Ingat bahwa hal itu terkait dengan banjir investasi bodong saat ini yang memakai baju penyelenggara investasi atau berkerudung koperasi. Hal yang patut dicermati adalah jangan-jangan kedua wadah itu sudah menjadi ajang pencucian uang (Paul Sutaryono, Kompas, 23/2/2017). Untuk menepisnya, penyelenggara bisnis tekfin patut menerapkan prinsip-prinsip mengenal nasabah (know your customer/KYC). Katakanlah, mengenai sumber dana investor dan rencana penggunaan dana oleh debitor. Arus dana dari hulu ke hilir itu layak senantiasa dilacak.

Keenam, terus mengawasi seluruh transaksi bisnis tekfin, termasuk audit teknologi informasi. Jangan lupa pula untuk melakukan audit SDM. Mengapa? Lantaran orang di belakang teknologi informasi juga merupakan salah satu sumber risiko teknologi informasi selain teknologi informasi itu sendiri.
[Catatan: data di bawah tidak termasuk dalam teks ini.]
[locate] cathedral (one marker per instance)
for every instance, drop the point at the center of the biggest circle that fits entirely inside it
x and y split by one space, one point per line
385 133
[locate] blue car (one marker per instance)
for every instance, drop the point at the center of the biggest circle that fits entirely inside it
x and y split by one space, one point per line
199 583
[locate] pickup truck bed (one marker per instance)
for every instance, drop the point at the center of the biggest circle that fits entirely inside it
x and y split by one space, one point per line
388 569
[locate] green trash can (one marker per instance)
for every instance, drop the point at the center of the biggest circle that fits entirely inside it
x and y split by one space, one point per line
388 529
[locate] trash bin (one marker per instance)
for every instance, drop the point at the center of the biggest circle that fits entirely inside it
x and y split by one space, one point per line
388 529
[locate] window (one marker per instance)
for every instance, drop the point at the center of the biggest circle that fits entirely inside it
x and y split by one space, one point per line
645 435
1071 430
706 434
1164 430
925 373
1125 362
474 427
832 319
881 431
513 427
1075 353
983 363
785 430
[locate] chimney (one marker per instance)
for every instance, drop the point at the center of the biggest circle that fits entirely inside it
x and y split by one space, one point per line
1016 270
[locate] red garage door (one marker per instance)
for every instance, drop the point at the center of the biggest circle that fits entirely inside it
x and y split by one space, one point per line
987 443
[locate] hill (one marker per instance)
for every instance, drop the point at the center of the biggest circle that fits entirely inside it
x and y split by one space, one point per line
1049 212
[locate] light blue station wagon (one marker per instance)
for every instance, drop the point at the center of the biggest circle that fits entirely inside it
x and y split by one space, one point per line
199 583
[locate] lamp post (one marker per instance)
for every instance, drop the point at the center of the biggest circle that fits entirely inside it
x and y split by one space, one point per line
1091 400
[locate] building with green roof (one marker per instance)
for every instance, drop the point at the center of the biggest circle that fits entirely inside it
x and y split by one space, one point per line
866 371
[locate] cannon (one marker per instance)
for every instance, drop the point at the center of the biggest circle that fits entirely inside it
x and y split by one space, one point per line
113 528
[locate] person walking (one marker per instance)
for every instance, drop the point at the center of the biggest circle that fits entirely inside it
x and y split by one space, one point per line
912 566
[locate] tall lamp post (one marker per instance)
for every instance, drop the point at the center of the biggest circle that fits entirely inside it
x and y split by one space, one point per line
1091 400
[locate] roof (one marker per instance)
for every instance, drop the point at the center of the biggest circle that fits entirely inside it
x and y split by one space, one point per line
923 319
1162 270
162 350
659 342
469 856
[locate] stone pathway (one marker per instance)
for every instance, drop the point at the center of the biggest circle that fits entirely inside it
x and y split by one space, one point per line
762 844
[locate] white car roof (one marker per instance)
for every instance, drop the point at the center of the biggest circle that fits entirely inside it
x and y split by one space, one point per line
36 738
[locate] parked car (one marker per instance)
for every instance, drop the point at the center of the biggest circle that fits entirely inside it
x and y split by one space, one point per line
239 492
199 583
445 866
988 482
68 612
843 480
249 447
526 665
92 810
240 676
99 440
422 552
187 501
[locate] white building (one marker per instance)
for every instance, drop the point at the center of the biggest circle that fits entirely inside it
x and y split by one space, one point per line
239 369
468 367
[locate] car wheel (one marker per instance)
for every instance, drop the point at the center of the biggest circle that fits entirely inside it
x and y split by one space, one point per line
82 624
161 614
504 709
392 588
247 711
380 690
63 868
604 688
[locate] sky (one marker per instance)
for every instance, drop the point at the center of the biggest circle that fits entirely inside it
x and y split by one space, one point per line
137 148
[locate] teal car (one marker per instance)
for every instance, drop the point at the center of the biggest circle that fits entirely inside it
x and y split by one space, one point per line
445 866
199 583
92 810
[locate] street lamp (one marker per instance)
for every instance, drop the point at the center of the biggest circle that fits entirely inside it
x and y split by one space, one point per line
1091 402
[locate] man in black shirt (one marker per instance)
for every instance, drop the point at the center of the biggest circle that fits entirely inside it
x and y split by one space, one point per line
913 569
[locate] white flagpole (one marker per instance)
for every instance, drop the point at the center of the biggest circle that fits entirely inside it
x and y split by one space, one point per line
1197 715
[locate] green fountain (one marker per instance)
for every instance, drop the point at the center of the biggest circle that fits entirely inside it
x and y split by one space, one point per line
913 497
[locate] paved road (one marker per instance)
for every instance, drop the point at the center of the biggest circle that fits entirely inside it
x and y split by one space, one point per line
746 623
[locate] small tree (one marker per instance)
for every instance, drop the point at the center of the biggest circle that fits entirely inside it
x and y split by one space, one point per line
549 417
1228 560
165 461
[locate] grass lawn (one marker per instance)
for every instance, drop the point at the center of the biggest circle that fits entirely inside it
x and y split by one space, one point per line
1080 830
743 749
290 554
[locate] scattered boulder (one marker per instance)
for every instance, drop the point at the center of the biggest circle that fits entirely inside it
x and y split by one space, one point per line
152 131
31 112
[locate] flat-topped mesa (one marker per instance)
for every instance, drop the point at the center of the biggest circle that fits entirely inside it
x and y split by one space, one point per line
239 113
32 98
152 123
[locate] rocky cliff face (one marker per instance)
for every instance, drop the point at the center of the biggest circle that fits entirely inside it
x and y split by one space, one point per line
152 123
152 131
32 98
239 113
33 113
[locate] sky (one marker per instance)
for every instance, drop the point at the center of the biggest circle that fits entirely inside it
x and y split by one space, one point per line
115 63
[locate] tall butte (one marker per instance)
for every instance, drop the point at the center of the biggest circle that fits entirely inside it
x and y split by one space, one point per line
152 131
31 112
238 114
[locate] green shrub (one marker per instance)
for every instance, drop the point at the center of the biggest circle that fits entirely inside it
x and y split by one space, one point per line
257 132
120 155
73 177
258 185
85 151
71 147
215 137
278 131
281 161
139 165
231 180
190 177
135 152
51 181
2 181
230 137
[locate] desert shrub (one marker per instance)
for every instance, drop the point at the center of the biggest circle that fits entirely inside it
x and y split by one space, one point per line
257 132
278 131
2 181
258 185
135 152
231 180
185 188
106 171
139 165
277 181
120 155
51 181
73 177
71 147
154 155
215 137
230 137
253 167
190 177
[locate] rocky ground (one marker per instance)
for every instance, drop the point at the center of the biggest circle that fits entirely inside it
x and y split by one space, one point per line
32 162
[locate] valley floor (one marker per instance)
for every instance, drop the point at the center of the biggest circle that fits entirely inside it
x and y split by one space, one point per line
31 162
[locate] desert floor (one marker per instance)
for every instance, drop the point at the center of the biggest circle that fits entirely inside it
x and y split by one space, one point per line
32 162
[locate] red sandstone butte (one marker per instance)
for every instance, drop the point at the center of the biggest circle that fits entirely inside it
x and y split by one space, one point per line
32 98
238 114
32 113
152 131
Dengan menerapkan langkah antisipasi potensi risiko demikian, bisnis tekfin amat diharapkan dapat memberikan kontribusi lebih tinggi dalam membiayai bisnis debitor segmen UMKM. Pun tekfin bakal lebih mampu mengerek tingkat inklusi keuangan yang kini mencapai 67,82 persen pada 2016. Tegasnya, dari 100 orang Indonesia, baru terdapat 68 orang yang dapat mengakses produk dan layanan jasa keuangan.